Because they aren’t very knowledgeable, and the hegemonic tendency of the society is to emphasize education, it’s not surprising that the naive college student signs up to be a brave education warrior. It helps also that there is a huge amount of organization that exists to give them the ability to plug in to TFA and other education reform outlets. An earnest, but ignorant, college student who wants to help poor kids can fire off a TFA application on their own campus and get right into the fight (and as Williams shows, feel really good about doing so). Similar outlets don’t really exist for any other kind of cause (there is no Welfare State for America, for instance).
Once the naive college student gets plugged into education reform organization (and especially TFA), they are then path dependent on education reform. Some might defect, but for the most part, there is nothing you will ever be able to do to convince them to decide that they’ve basically been wasting their time. Nothing. They are going to be education/school guys to the very end.
One reason I think that this interpretation is true (which I’ll elaborate soon at Demos) is that the bizarre rise of what I call “welfare schools.” These are charter schools like the Harlem’s Children Zone whose chief innovation is that they’ve combined school with their own massive welfare system. Priscilla Chan, Mark Zuckerberg’s wife, has recently indicated that she is going to build her own welfare school in Palo Alto, explaining that she realized education alone wasn’t going to do much after she tried to help educate people dealing with serious poverty in Boston. Thus, she’s building a welfare school with “wraparound services” that educate the “whole child.”

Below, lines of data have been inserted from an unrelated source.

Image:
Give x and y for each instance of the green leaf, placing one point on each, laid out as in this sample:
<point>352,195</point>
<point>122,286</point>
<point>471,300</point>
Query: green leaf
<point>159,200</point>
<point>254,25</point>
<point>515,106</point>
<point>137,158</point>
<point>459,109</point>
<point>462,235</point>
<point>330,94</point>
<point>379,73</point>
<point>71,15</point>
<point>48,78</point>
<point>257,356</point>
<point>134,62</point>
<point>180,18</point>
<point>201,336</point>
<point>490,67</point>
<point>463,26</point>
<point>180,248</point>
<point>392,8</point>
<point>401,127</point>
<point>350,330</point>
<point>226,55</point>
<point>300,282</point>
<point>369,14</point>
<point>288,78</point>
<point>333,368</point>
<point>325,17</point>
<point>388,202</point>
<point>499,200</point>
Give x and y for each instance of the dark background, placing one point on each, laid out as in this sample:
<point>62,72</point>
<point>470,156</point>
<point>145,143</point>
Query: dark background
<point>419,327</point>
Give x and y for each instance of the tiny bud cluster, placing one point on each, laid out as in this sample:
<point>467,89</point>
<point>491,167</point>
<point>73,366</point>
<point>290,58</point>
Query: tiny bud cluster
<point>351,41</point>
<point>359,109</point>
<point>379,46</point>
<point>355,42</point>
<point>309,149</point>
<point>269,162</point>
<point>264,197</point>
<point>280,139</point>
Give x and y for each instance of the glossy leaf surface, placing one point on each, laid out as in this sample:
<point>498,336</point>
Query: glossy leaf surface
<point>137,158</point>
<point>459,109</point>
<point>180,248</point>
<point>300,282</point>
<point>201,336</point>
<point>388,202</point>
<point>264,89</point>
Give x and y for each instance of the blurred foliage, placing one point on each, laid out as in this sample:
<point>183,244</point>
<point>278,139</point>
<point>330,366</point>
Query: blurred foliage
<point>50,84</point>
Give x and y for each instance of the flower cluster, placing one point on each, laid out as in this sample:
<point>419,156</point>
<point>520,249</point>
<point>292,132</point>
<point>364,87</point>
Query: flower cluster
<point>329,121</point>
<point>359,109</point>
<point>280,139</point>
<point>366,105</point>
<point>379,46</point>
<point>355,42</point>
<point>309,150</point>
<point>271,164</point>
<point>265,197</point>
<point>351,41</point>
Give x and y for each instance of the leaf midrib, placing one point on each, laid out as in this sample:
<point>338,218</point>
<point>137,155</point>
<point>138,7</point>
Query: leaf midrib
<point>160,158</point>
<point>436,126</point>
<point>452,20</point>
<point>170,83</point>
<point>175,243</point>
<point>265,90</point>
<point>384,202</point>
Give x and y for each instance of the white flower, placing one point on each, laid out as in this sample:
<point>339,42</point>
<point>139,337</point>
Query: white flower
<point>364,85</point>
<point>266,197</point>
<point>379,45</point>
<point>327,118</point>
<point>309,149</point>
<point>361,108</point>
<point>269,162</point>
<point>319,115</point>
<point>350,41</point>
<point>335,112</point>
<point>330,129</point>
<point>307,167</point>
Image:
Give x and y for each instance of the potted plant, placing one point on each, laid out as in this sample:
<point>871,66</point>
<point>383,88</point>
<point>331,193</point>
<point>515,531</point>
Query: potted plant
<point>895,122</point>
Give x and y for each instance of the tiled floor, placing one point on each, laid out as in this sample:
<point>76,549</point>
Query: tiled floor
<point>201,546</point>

I think welfare schools are a perfect example of my education reform “path dependency” theory (i.e. once you get on the educational reform path, there is no way to get you off of it). If you get into education early, as a naive undergraduate earnestly wanting to help poor kids, and then later figure out how important material determinants are, what you apparently end up doing is channeling you newfound welfare observations through the mechanism of school reform. Because you are all about reforming schools, the only thing that apparently occurs to you when you come upon this socioeconomic insight is that we have to make the schools so that they properly deal with the poverty problem (which means make the schools little welfare administrations).
Of course, not all education reform advocates have the capacity to make welfare schools. So others who got path dependent on the education line, but who also then become aware of material determinants, end up responding somewhat differently. They might point to the welfare schools or even occasionally agree that government welfare expansion is important, but they still ultimately focus on education. Education is how they started their interest in poor kids and nothing they can ever learn will cause them to switch away from it.
But imagine that the timing of their realizations about material determinants was different. Imagine if the arch TFA applicant had as deep a knowledge about the poverty-related problems when they were an undergraduate as they do now. How might their trajectory be different? It’s not hard to imagine that, armed with their knowledge about material determinants, they would have found the reform movement’s orientation lacking because it misses the root problem. They might even have criticized it for this reason. Instead of going into TFA, they might have instead decided that egalitarian political economy is what was really needed.
As I said at the top, this is speculation. But I don’t throw this out here only to troll. You see education reformers out there in the world who have an understanding of the influence of material factors on educational attainment, but that understanding seems to have come later rather than sooner. That is, they were already on that education reform path. I truly do wonder whether they would have found that path enchanting enough if they had that same knowledge in college. Perhaps, in that counterfactual world, they would have found themselves interested in welfare states rather than welfare schools.